One of Anna’s greatest attributes was to make the radical ideas of Periyar more palatable to the general populace. “Periyar’s rustic atheism became ‘Onre Kulam, Oruvane Devan’ (One God, One Community) in a skilful appropriation of the venerated medieval Tamil saint Tirumular. When Periyar went about breaking the idols of Pillaiyar (Ganapati) Anna famously observed that he would neither break the idol nor the coconut (in worship),” writes A.R. Venkatachalapathy, a Tamil historian.
Unlike radical atheists of his time, Anna understood the power of spirituality, but at the same time spoke out against unnecessary ritualism and pernicious superstitions. A classical example of this attribute was his government’s decision to legalise ‘self-respect marriages’.

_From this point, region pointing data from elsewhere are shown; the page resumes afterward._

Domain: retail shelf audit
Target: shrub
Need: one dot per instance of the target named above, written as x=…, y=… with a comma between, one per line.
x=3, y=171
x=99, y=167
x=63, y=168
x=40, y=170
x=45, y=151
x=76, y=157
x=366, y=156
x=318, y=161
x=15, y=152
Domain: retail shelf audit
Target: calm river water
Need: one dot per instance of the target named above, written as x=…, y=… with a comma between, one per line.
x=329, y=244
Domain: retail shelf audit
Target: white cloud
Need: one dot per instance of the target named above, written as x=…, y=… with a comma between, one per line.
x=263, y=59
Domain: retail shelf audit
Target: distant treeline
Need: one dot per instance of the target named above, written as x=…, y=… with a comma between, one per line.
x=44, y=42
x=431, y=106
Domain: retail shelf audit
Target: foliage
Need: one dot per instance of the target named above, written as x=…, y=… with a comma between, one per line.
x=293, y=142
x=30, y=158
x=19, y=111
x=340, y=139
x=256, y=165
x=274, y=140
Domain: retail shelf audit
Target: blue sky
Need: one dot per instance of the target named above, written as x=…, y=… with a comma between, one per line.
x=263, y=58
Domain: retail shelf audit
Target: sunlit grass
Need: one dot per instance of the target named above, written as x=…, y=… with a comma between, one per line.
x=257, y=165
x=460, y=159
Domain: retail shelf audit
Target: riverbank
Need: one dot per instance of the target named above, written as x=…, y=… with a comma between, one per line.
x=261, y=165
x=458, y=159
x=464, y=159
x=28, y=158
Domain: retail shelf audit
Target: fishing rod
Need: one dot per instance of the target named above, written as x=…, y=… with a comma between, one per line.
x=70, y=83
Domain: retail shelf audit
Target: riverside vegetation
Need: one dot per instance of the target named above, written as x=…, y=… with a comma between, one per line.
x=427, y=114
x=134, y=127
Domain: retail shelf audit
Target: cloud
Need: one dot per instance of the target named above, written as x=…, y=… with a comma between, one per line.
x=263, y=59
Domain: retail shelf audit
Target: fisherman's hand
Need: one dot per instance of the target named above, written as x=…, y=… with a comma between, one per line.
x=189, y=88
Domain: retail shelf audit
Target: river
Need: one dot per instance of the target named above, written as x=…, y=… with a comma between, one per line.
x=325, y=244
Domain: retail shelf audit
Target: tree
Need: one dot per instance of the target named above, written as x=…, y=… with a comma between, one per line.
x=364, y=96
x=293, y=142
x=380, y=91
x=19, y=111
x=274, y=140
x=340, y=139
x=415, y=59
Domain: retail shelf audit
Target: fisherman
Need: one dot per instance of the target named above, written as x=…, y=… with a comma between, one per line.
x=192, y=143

These marriages were devoid of grand rituals and did not require the services of Brahmin priests. Conventional marriage ceremonies, Anna believed, were responsible for many families going into debt through the now-illegal practice of dowry. Moreover, this form of self-respect marriage, he argued, promoted inter-caste marriages bound by love. When asked about his spiritual makeup, Anna described himself as ‘a Hindu-sans the sacred ash, a Christian minus the holy cross, and a Muslim without the prayer cap’. He also famously issued an order for the removal of the posters of gods and religious signs from offices.
Another remarkable feature of Anna’s short tenure as chief minister was the promotion of Tamil culture, especially with the organising of the World Tamil Conference in 1967 backed by UNESCO.
Finally, one of Anna’s enduring legacy, carried forward by his successor M Karunanidhi and other leaders in the state, was his economic populism.
One of the planks on which he rode to power in 1967 was the promise of subsidising rice at one rupee a measure of rice. It’s another matter that the finances of the State then weren’t capable of handling this demand. Nonetheless, the promise of subsidising the cost of rice is something that still persists in Tamil politics.
Move around in Chennai today, and his presence is ubiquitous. The famous Anna University is named after him. There are roads (Anna Salai), residential (Anna Nagar) and commercial areas named after one of Tamil Nadu’s most popular sons. Although some of what he practiced and preached in public life has fallen by the wayside in Tamil politics today, his legacy lives on.